A common mistake in the area of Software Development is to think that the big data methodology gets in the way, that it does not work, that it is a way of hindering, and since life is chaos, it is best to make the software without at least one plan and thus the projects are done with the idea of “When the time comes, we’ll see”. The truth is that no quality software product can ignore the process with which it is made and the product obtained.
Although agile methodologies are in fashion, they are nothing more than a response to the speed with which the market requires software to go into production. But it is important to be able to distinguish between tools, techniques, methods and methodologies.
A tool is something that is used in a workplace, for example Apache Hadoop. The technique is the efficient or effective way to use the tool, for example, using Apache Hadoop, with columnar format and writing the compressed files with Snappy. A Method is a path, a way to get from one point to another, for example, Map Reduce with Yarn or Spark on top of Apache Hadoop. A methodology is a set of methods on which it has been reflected after its application and that, when put into practice under the same premises, similar results are obtained.
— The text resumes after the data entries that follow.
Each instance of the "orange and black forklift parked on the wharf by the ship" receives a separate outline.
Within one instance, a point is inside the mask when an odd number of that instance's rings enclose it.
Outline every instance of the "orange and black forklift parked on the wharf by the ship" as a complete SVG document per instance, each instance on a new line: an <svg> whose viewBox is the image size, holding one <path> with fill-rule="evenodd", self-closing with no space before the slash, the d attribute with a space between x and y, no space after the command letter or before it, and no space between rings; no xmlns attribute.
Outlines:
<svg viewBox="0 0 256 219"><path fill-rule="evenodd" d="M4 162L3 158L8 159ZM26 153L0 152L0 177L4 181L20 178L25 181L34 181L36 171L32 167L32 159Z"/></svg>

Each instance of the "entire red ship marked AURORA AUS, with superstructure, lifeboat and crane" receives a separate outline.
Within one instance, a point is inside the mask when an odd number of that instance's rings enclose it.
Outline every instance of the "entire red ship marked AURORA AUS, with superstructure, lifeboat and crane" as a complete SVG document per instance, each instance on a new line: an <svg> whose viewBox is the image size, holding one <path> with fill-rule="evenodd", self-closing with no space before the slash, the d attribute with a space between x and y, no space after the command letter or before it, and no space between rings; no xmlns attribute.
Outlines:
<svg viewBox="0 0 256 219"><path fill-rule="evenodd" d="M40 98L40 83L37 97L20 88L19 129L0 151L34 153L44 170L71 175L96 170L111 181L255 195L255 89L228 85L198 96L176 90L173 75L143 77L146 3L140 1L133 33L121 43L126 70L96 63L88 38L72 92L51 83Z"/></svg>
In Big Data, many have tried to use orthodox methodologies, for example, now everything is Big Data or Big Data does not work for me. The reality is that the big data methodology must be agile and must start from the selection of a use case that solves a problem that cannot be solved with current tools, techniques, methods and methodologies.
In this way, the proposed Big Data methodology for projects is an adaptation of Scrum (agile and flexible methodology to manage software development), with 4 Sprints; the first two of 2 weeks; the third of 4 weeks; and the last of 6 weeks; for a total of 12 weeks; with daily reviews. (see, Figure 1).
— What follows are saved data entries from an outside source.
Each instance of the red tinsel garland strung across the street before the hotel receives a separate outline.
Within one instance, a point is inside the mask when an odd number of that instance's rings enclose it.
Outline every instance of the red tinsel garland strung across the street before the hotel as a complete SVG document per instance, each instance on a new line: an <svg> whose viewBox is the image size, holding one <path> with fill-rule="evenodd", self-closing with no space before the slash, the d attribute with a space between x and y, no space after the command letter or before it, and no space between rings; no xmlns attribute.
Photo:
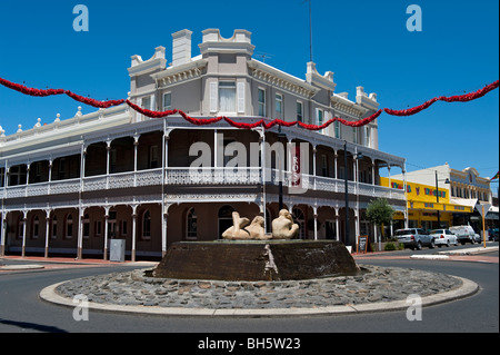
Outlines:
<svg viewBox="0 0 500 355"><path fill-rule="evenodd" d="M24 95L29 95L29 96L33 96L33 97L48 97L48 96L54 96L54 95L67 95L70 98L72 98L73 100L77 100L79 102L82 102L84 105L89 105L96 108L109 108L109 107L113 107L113 106L118 106L118 105L122 105L122 103L127 103L129 107L131 107L134 111L144 115L147 117L150 118L163 118L163 117L168 117L168 116L172 116L172 115L180 115L182 116L187 121L191 122L192 125L196 126L206 126L206 125L212 125L216 124L220 120L226 120L229 125L231 125L232 127L236 128L240 128L240 129L252 129L259 126L262 126L264 129L270 129L271 127L279 125L279 126L283 126L283 127L292 127L292 126L300 126L303 129L308 129L308 130L321 130L327 128L328 126L330 126L331 124L339 121L340 124L344 125L344 126L350 126L350 127L362 127L366 126L368 124L370 124L371 121L376 120L382 112L386 112L388 115L391 116L412 116L416 115L424 109L428 109L429 107L431 107L434 102L437 101L446 101L446 102L468 102L471 100L476 100L478 98L483 97L484 95L487 95L488 92L497 89L499 87L499 80L487 85L486 87L483 87L482 89L474 91L474 92L469 92L469 93L464 93L464 95L457 95L457 96L451 96L451 97L446 97L446 96L440 96L440 97L436 97L432 98L426 102L423 102L422 105L409 108L409 109L404 109L404 110L392 110L392 109L380 109L377 112L374 112L373 115L362 118L360 120L357 121L349 121L339 117L334 117L330 120L328 120L327 122L322 124L322 125L308 125L301 121L293 121L293 122L288 122L281 119L274 119L271 120L269 122L266 122L264 119L260 119L256 122L249 124L249 122L237 122L232 119L230 119L229 117L226 116L220 116L220 117L213 117L213 118L193 118L188 116L186 112L181 111L181 110L167 110L167 111L152 111L152 110L148 110L144 108L139 107L138 105L131 102L130 100L107 100L107 101L99 101L92 98L86 98L82 97L80 95L73 93L70 90L63 90L63 89L47 89L47 90L40 90L40 89L34 89L34 88L28 88L23 85L20 83L16 83L16 82L11 82L9 80L2 79L0 78L0 85L19 91L21 93Z"/></svg>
Figure 1: Methodology of Big Data projects
Sprint 1: Ingredients Search
In the first sprint, which we will call Ingredients Search, the possible use cases that we seek to improve through Big Data Management will be identified. This Sprint has a duration of 2 weeks. The selection criteria of the use case are at least three: volume (more than a million records), variability (many columns and some with null or nan), speed (perform queries that traditional relational database systems do not respond or take more than 5 minutes to respond).
Sprint 2: Prepare food
In the second sprint (Prepare Food), it is necessary to identify in each of the use cases described in the previous sprint, which are the variables that we want to calculate (key performance indicator) or predict (Distillation Tier) in each case. This Sprint has a duration of 2 weeks.
Sprint 3: Food plating and Presentation
In the third sprint (Food plating and Presentation), it is about selecting the most relevant use case for the organization, or what we will call the Golden Goal. A use case that could not be solved with traditional relational database systems or with available business intelligence tools and that can be addressed quickly, with less cost and with less effort using Big Data.
For this selected use case, it will be necessary to obtain the support of Senior Management, which implies evangelizing them based on the New Architecture and the Management of Large Volumes of Data. In addition, it is necessary to obtain the investment and expense budget to be able to execute the next Sprint, and thus be able to develop the use case, with the necessary Big Data components.
The word necessary is highlighted, since it is a common mistake to try to implement all the components of the Big Data Architecture for this use case. This sprint (the third) has a duration of 4 weeks.
Sprint 4: Delivery food
The last sprint (Delivery Food), is divided into 3 stages:
Packaging
In this stage the components of the Proposed Big Data Architecture for the selected use case are installed and configured. The extraction, transformation and loading of the data is carried out (according to the types of Information Acquisition defined: Real-time ingestion, Micro batch ingestion, Batch ingestion); their storage and use. Opportunities for improvement must be identified, regarding the increase on sales or optimizing processes. This stage lasts 4 weeks.
Proof of delivery
This second stage consists of verifying that the specifications of the use case were met, in order to correct assumptions in the strategy and be able to refine the Return on Investment. It lasts one week. Between this stage and the next, it is customary to adjust the learnings and select another use case to replicate these learnings in a new cycle of the methodology (sprint 5, Figure 1)
Disposable serviceware waste
Finally it is necessary to measure the results and get rid of the waste, in such a way to document everything that worked and remove all the waste of what did not work or could not be applied. This stage lasts 1 week.
Final Thoughts
This methodology promotes the adaptation of the organization in an evolutionary and incremental way through the use of agile methods. This is why iteration through a phase of selecting a next use case is suggested.
Through this methodology we have been able to implement successful use cases in International Banks, Payment Processors for Uber and Google and financial fintech. Thus demonstrating that a period of twelve weeks or three months is enough to implement a successful Big Data use case, just to exemplify the AWS team implements its famous Data Lab using a methodology very similar to the one described above.